Generation Z is a tech-savvy multicultural generation that is highly global, both in population and perspective. Also known as “iGeneration” or “Generation Zed”, today’s cohort of confident and curious “screen addicts” are tomorrow’s entrepreneurs, consumers, peace negotiators, global leaders, game-changers and major contributors to social causes. Here are three defining attributes that make Gen Z so unique:
- Population: Generation Z was born between 1996 and 2010 meaning that as of 2018, they range in age from eight to 22. Let’s get the facts straight:
- 325 million: US pop as of 2017, according to the US Census Bureau
- 68 million: US pop age 0 to 21, born 1996 to 2017 (27% of the US pop)
- 23 million: US pop age 7 to 21, born between 1996 and 2010.
Opinions differ on birth dates, with the generation beginning from 1992 to 1996, and end dates ranging from 2000-present, anyone under 21. Why 1996 to 2010?
- Generation Z follows Generation Y / Millennials who, as offspring of the Baby Boomers, were born 1980 to 1995. Today Millennials are 22 to 37 years old.
- Generation X, born 1965 to 1980, really started having more babies in 1995. Gen X offspring (Gen Z) are raised very differently than Boomer offspring (Gen Y).
- In 1996, technology emerged into the hands of the masses, with the debut of the PC and introduction of email beyond corporate walls.
- Technology brought us screens with continuous news, unfiltered news and images from around the world. This kind of access at a young age shaped Gen Z’s persona.
- Born after 1996 means a child witnessed, experienced or grieved through 9/11 and was old enough to remember 9/11 at the age of 5.
- In 2010, Gen X births began declining and Millennials finally began having babies, the youngest Millennial was 30 years old in 2010.
- An infant and a teen need to be treated very differently which I one reason I end the generation in 2010.
- The generation after Gen Z is called Generation Alpha (age 0-7) who are being raised by Millennials/Gen Y. Gen Y’s parenting style is very different than Gen X.
2. Geography: Gen Z is a very multicultural population of 2 billion who thinks, and acts, globally
- The majority of Gen Z resides in under-developed or developing countries. The top 10 countries account for 57% of the Gen Z population. (Sapient study)

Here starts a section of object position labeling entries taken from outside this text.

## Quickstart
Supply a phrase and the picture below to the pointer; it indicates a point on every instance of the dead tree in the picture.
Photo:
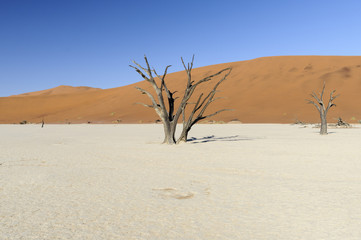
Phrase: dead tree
(322, 108)
(198, 111)
(169, 114)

- Among the top 10 countries, all but the US are developing or under-developed countries. Countries with the largest Gen Z populations include India, China and Nigeria. The Gen Z population is relatively low in mature markets such as Europe.
- According to Mediakix – Over 50.2% Of Children Expected To Be Part Of A Minority Race Or Ethnic Group By 2020. America’s Gen Z is expected to be very diverse, as over 50.2% of children will identify as mixed race or as part of an ethnic group. This growth is reflected in racial composition trends today and in the recent past. Between 2000 and 2010, the country’s Hispanic population grew at 4 times the rate of the rest of the country. Moreover, the number of mixed white-and-black biracial and the number of mixed white-and-Asian grew 134% and 87% respectively. Overall, Gen Z is optimistic about diversity in regards to gender, race, and sexuality.
3. Formative Years: Their Gen X parents promoted independence; Gen Z was also “born with a silver screen”, constantly serving global events, not baby food.
- Majority of Gen Zs are the children of Gen X (born 1965-1980). While Gen X was labeled latchkey kids and rebellious teenagers, Gen X parents are doing an impressive job raising responsible and motivated Gen Zs.
- Gen X parents work hard and give their offspring a lot more attention than they received as children.
- Gen X, and truly all parents of Gen Z, are the first generation of parents to raise children in a tech-driven society.
- Just as Gen Z are pioneers of a new kind of society, parents of Gen Z are pioneer parents, navigating unprecedented territories dominated by technology and social media.